Esgueirava-se por entre os galhos, levantava bem as pernas e as
descia lenta e certeiramente, pisando onde não faria ruído, tanto
quanto enfiava os braços por dentre as galhadas, quase que nadando
por entre as folhas. Engraçado, pensava eu, todas as semanas
destes últimos meses esse indivíduo vinha ali. Entrava quase que
pelo mesmo lugar; nas redondezas. Sempre às quintas-feiras e
invariavelmente entre as 05:30h e 06:30h horas da tarde. Fica lá
por uns 15 a 20 minutos; sempre! A curiosidade é um sentimento
muito estranho mesmo. O medo também. Sentia meu coração super
acelerado mesmo quando imaginando entrar ali para ver o que
existia de tão interessante para aquele cara ir tanto lá. Tinha
que saber o que existia. Tinha que saber. O que será? Se ele
sempre entra só e sai só, entra vestido e sai com o paletó no
braço, o que estaria fazendo lá no meio do mato? E tem mais, lá
bem para dentro, pois por inúmeras vezes ouvi o farfalhar das
folhas mato afora.
Aquela estrada era de pouco
movimento; não muito pouco, pois, com o passar dos anos vieram as
pessoas de bairros que foram se anexando aos então já existentes,
e com isso, se achegando mais às nossas bandas. Ela descia calma
por uns 100 metros, virava-se à esquerda e descia-se novamente
mais uns 100 metros, aí mais ligeira,
virava-se à direita e andava-se no plano, quase um vagar
tranqüilo, com pequena curva para a esquerda, por uns 200 metros.
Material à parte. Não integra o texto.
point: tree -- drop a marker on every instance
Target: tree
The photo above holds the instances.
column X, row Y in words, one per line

Nesse percurso todo, alguns poucos entroncamentos que nada nos
diziam e mais uns 100 metros à frente, uns 200 descendo em curva
direita-esquerda com 02 entroncamentos um da “Chacrinha“ beirando
a cerca e outro do “ Morro Vermelho “ e aí , finalmente um
entroncamento mais aberto. À direita ia lá para o Sítio do “Seu
Doutor“ e na reta, descendo até outro entroncamento, mais ou menos
50 metros, novo entroncamento, sendo à esquerda desciam-se para o
pessoal dos Fortes e à direita para a tal Chácara do Tanque,
infestada de esquistossomose. Nadei muito lá. Ferrei-me. Dane-se;
foi bom quando nadava. Mas era ali, próximo à estrada que ia para
o Sítio do Seu Doutor que a coisa ocorria. Dali se tem coisas
engraçadas. Outras tristes e outras misteriosas; êta lugarzinho
cheio de coisas, cheias de lembranças; não, sou eu quem tem as
lembranças. É isso. Ali foi palco de muitos acontecimentos; uns
muito tristes mesmo. Deixa pra lá!
Mas então; foi ali. Descendo para
a “cidade“ como dizíamos quando saíamos de casa rumo ao centro da
cidade ou para outro local na “rua“, à direita era o tal recanto
onde o camarada invariavelmente fazia suas entradas no cerradinho.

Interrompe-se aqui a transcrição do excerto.